Über Leo, um 400 in der Toskana geboren, setzt die Überlieferung erst ein, als er zum Archidiakon von Papst Coelestin berufen wird. Schon acht Jahre später wird er zum Papst gewählt, obwohl er sich gerade im tiefsten Gallien aufhält.

Von Beginn seiner Amtszeit an stabilisierte er das Papsttum, indem er es entpersonalisierte und auf das Erbe Petri gründete. So stellte er fest, "dass im Nachfolger Petri der geehrt wird, der in sich auf ewig die Sorge aller Hirten vereint und auch bei einem unwürdigen Nachfolger nichts von seiner Würde einbüßt." In dieser Auffassung des Hirtenamtes trat er konsequent und unermüdlich für die Lehre der jungen Kirche gegen damals geläufige Irrlehren, etwa der des Manichäismus oder des Pelagismus, ein und scheute auch nicht die Auseinandersetzung mit der Kirche des Ostens. Ihrer Auffassung, Christus habe nur eine göttliche Natur, setzte Leo die Lehre von der Gleichrangigkeit von göttlicher und menschlicher Natur entgegen. Das Konzil von Chalkedon (451) bestätigte Leos Auffassung eindeutig. "Petrus hat durch Leo gesprochen!" war die Meinung der Konzilsteilnehmer. Später wurde er in den Rang eines Kirchenvaters erhoben.

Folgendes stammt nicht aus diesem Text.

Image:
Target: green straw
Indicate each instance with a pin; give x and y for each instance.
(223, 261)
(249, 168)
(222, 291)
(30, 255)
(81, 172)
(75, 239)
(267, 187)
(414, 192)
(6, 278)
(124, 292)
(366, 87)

Daneben konsolidierte er mit gleichem Eifer die Rechte und den Einfluss der Kirche. Den weströmischen Kaiser Valentinian veranlasste er zur staatlichen Anerkennung des Vorrangs des Bischofs von Rom. Dermaßen autorisiert ordnete er die kirchliche Hierarchie in Nordafrika, Gallien und Illyrien und setzte einen päpstlichen Legaten am Kaiserhof von Byzanz ein, um stets über die Lage im oströmischen Reich informiert zu sein.

Dass er schon zu Lebzeiten fast wie ein Heiliger verehrt wurde, verdankt er seiner Persönlichkeit, deren Ausstrahlung seine Mitmenschen sofort in den Bann zog. So reiste er dem Hunnenkönig Attila entgegen und hielt ihn vom weiteren Vordringen nach Italien ab - ein unglaubliches Ereignis in Anbetracht der Macht und bisherigen Grausamkeit der asiatischen Invasoren. Auch den nicht minder gefährlichen Vandalenführer Geiserich brachte er drei Jahre später unter persönlichem Einsatz davon ab, Roms Bevölkerung - wie üblich - mit Mord und Brand zu überziehen. Eine vierzehntägige Plün-derung der Stadt konnte freilich auch Leo den beutegierigen Germanen nicht ausreden.

In all den Wirrnissen seiner Amtsperiode fand Leo doch auch immer wieder die Kraft, eine umfangreiche Korrespondenz zu führen und Ansprachen und Predigten zu verfassen, die durch die Klarheit der Lehre und die Tiefe des Glaubens überzeugen. Sein Stil weist ihn als einen sehr gebildeten Mann aus.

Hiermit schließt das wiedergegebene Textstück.